In the present study, infarct size was larger in the diabetic control group than in the normal control group when subjected to ischemia-reperfusion injury. Enhanced polyol pathway activation might be responsible for the increased infarct size as evidenced by enhanced levels of sorbitol dehydrogenase in diabetic rats. Activation of the polyol pathway has long been implicated as one of the major underlying causes for the development of diabetic complications (25). Studies (11,12) of cardiac tissue from diabetic rats have also suggested the possible involvement of the polyol pathway in the development of cardiac-related diabetic complications. High levels of glucose in many tissues lead to accumulation of sorbitol via the polyol pathway. In this way, glucose is reduced to sorbitol by aldose reductase and sorbitol is then oxidized by sorbitol dehydrogenase to fructose. However, it is well reported that elevated levels of sorbitol have been considered to be pathogenic in diabetic complications. Tilton et al (26) have demonstrated that polyol pathway-linked vascular dysfunction induced by diabetes is more closely linked to increased oxidation of sorbitol to fructose than to either the osmotic effects of elevated sorbitol levels or metabolic imbalances associated with reduction of glucose to sorbitol by aldose reductase. Hwang et al (27) demonstrated that sorbitol dehydrogenase is a novel target for the protection of ischemic myocardium. Increased sorbitol dehydrogenase activity directly influences the redox ratio of NADH/NAD+ in diabetic hearts and profoundly affects energy use during ischemia-reperfusion (28). In the present study, sorbitol dehydrogenase activity in the diabetic control group was increased compared with the diabetic sham control group in accordance with previous findings, which revealed that cardiac sorbitol dehydrogenase activity is increased during ischemia. In groups treated with sulindac at doses of 10 mg/kg and 20 mg/kg, sorbitol dehydrogenase activity significantly decreased the in diabetic rats in a dose-dependent manner.

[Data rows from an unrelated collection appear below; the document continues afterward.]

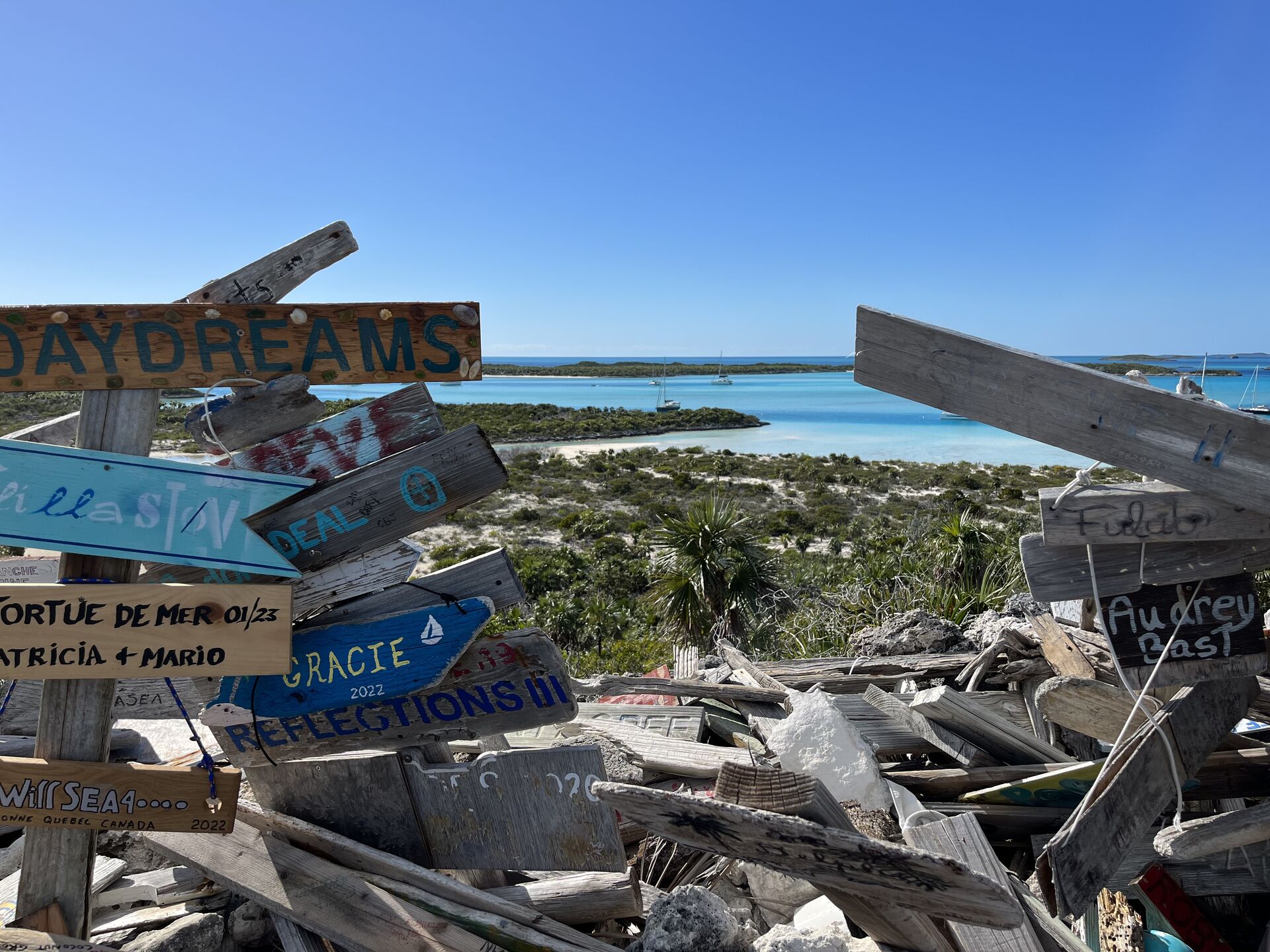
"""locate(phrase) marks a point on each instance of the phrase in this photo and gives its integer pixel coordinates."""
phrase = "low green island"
(653, 370)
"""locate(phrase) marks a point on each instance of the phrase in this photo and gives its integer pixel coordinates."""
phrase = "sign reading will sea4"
(145, 347)
(127, 507)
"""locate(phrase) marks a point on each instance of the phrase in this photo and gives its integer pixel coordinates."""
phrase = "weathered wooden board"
(385, 500)
(680, 723)
(1198, 446)
(36, 793)
(502, 683)
(1064, 571)
(356, 437)
(519, 810)
(912, 879)
(489, 575)
(1064, 787)
(124, 507)
(253, 414)
(1133, 513)
(40, 571)
(1221, 634)
(390, 656)
(148, 347)
(108, 631)
(357, 575)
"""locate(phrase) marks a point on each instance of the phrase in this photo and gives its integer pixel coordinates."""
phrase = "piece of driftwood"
(1134, 513)
(1201, 446)
(802, 795)
(75, 716)
(948, 743)
(1000, 738)
(516, 810)
(1132, 790)
(577, 899)
(385, 500)
(499, 684)
(318, 894)
(251, 415)
(911, 879)
(364, 858)
(1057, 573)
(489, 575)
(653, 752)
(960, 838)
(58, 432)
(356, 437)
(1214, 834)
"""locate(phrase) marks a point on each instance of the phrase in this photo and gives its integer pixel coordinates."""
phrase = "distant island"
(651, 368)
(1154, 370)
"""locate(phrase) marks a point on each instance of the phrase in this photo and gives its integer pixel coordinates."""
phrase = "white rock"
(818, 740)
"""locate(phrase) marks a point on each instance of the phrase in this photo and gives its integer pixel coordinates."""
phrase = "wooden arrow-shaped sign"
(347, 662)
(127, 507)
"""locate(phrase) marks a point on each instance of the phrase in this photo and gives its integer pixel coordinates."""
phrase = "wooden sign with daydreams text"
(502, 683)
(346, 662)
(128, 507)
(146, 347)
(126, 631)
(1221, 634)
(70, 793)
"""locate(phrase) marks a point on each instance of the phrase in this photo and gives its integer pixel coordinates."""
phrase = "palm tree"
(709, 571)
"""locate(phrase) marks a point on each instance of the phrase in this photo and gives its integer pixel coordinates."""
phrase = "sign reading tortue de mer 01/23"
(91, 796)
(146, 347)
(1220, 635)
(349, 662)
(128, 631)
(127, 507)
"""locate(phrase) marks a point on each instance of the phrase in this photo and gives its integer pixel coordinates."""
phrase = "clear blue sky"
(648, 178)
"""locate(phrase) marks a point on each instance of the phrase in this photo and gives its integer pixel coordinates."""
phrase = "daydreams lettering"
(412, 711)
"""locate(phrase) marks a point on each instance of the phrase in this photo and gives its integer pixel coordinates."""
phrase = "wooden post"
(75, 715)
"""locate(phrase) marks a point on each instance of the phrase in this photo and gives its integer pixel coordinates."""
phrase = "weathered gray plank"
(1134, 513)
(385, 500)
(517, 810)
(1198, 446)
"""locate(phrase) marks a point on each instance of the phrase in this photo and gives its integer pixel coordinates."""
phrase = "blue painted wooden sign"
(349, 662)
(130, 507)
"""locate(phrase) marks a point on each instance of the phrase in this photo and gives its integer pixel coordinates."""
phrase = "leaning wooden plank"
(802, 795)
(252, 415)
(912, 879)
(499, 684)
(106, 871)
(1214, 834)
(1000, 738)
(653, 752)
(314, 892)
(1133, 789)
(489, 575)
(578, 899)
(367, 859)
(1134, 513)
(1198, 446)
(941, 739)
(356, 437)
(382, 502)
(960, 838)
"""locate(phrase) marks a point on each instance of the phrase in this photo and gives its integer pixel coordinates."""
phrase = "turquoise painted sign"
(131, 507)
(349, 662)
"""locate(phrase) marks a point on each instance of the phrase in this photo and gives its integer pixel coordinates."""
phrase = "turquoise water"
(810, 413)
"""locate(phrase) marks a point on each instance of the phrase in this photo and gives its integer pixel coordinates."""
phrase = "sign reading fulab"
(128, 507)
(74, 795)
(131, 631)
(1220, 631)
(146, 347)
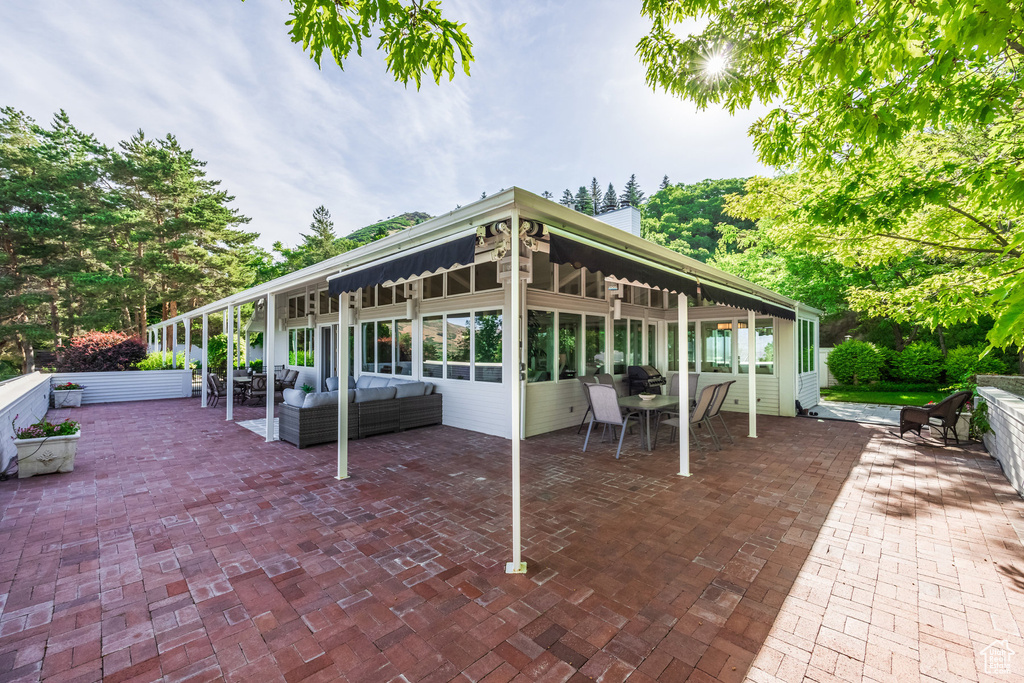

In groups treated with the sulindac, infarct size was reduced significantly in both diabetic and nondiabetic rats. In diabetic groups treated with sulindac at doses of 10 mg/kg and 20 mg/kg, infarct size decreased in a dose-dependent manner, whereas in normal groups treated with sulindac, the decrease in infarct size was not dose dependent. In addition, diabetic groups treated with sulindac exhibited a higher degree of cardioprotection than normal-treated groups. The enhanced cardioprotection offered by sulindac in diabetic rats might be responsible for aldose reductase inhibition thereby inhibiting the polyol pathway. This was evident by significant reductions in the sorbitol dehydrogenase levels.
CONCLUSION
The present study indicates that the observed cardioprotection provided by sulindac in terms of reducing infarct size in normal rats may be due to its combined antioxidant and anti-inflammatory activities. The inhibitory activity of sulindac on aldose reductase is probably responsible for the enhanced cardioprotection offered by sulindac in diabetic rats. Thus, the present study suggests a potential role of sulindac in inhibiting aldose reductase, thereby reducing infarct size in ischemia-reperfusion-induced myocardial infarction in both diabetic and nondiabetic rats.